After logging back onto the platform, she discovered the world of online freelancing had grown significantly, and with her existing profile and track record working online, she was able to get jobs editing ebooks, writing show notes for podcasts, producing grant proposals, and authoring personal biographies for professionals. It was a gig doing the latter—writing a LinkedIn bio for an Australian executive—that led to Jennifer’s full-time freelancing role.
“It was a good fit. We clicked,” says Jennifer. Her client clearly agreed because in the years that followed, she regularly contracted Jennifer for various assignments. Then in 2016, two other Australians invited this client to become part of a startup called Thinktilt, and the three of them recruited Jennifer to join the team as the company’s knowledge writer.

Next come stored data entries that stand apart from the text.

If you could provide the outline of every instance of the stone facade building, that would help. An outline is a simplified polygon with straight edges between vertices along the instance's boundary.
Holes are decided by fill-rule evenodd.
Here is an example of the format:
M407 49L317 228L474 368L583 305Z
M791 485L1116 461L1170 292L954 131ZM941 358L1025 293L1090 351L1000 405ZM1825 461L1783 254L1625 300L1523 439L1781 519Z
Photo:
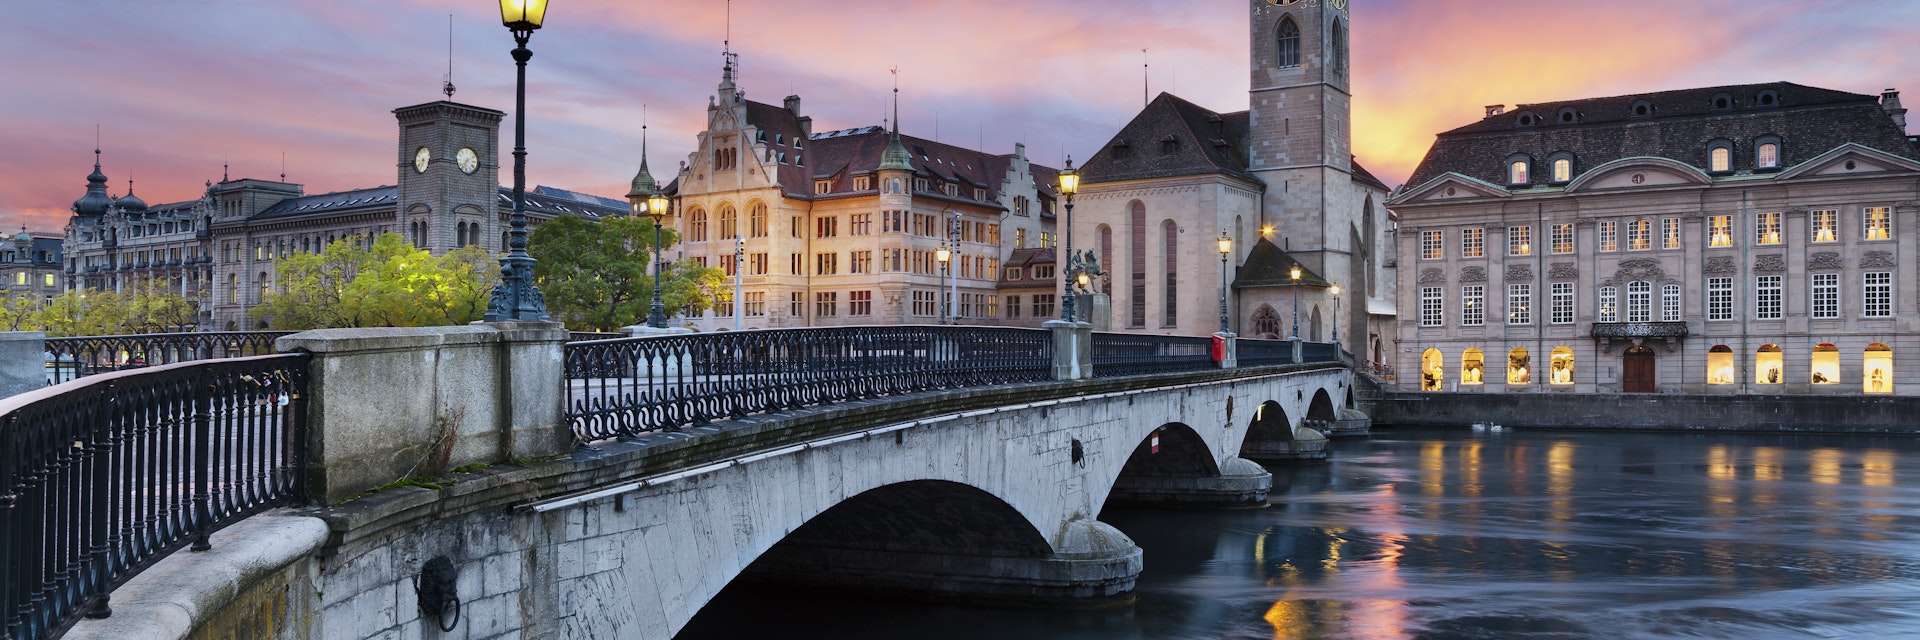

Similar to the way developers create apps that can be used on an iPhone, Thinktilt enables programmers to create add-ons for a tech platform called Jira. After signing on with the company, Jennifer was invited to meet the three Australians at a conference in San Jose, California. She has also traveled to Las Vegas and Barcelona on business—on the company’s dime, of course. And had the pandemic not hit, she would have visited the growing company, which now has 11 staff members, at its headquarters in Brisbane, Australia.
Jennifer works about 30 hours a week producing content for Thinktilt and earns a salary in Australian dollars that allows her to live comfortably in Mexico. Two years ago, she was able to purchase the house in Guanajuato from her former coworker.
Having successfully scaled the freelancing income ladder, Jennifer has several recommendations for building a career through Upwork. When starting out, she advises taking on various different gigs until you find the perfect fit.
Ultimately, though, you’ll want to concentrate on a specific area of expertise. Although working on a variety of jobs is a good way to find your strengths, Jennifer says that accepting assignments from many different clients works against you financially, because Upwork’s fee structure rewards focusing on the same client. So, your goal should be to identify a few select clients with ongoing assignments in your preferred area. She recommends researching Upwork for companies or individuals who have a large number of assignments to fill.
According to Jennifer, companies ask predictable questions to bidders, so in addition to having your profile and resume ready, you should research the typical questions and prepare your responses.
That way you’ll be ready when the perfect job comes along. Who knows? Maybe you’ll even form a permanent business relationship like Jennifer did, with a client who ends up hiring you and paying you to visit Barcelona, Las Vegas, and Australia.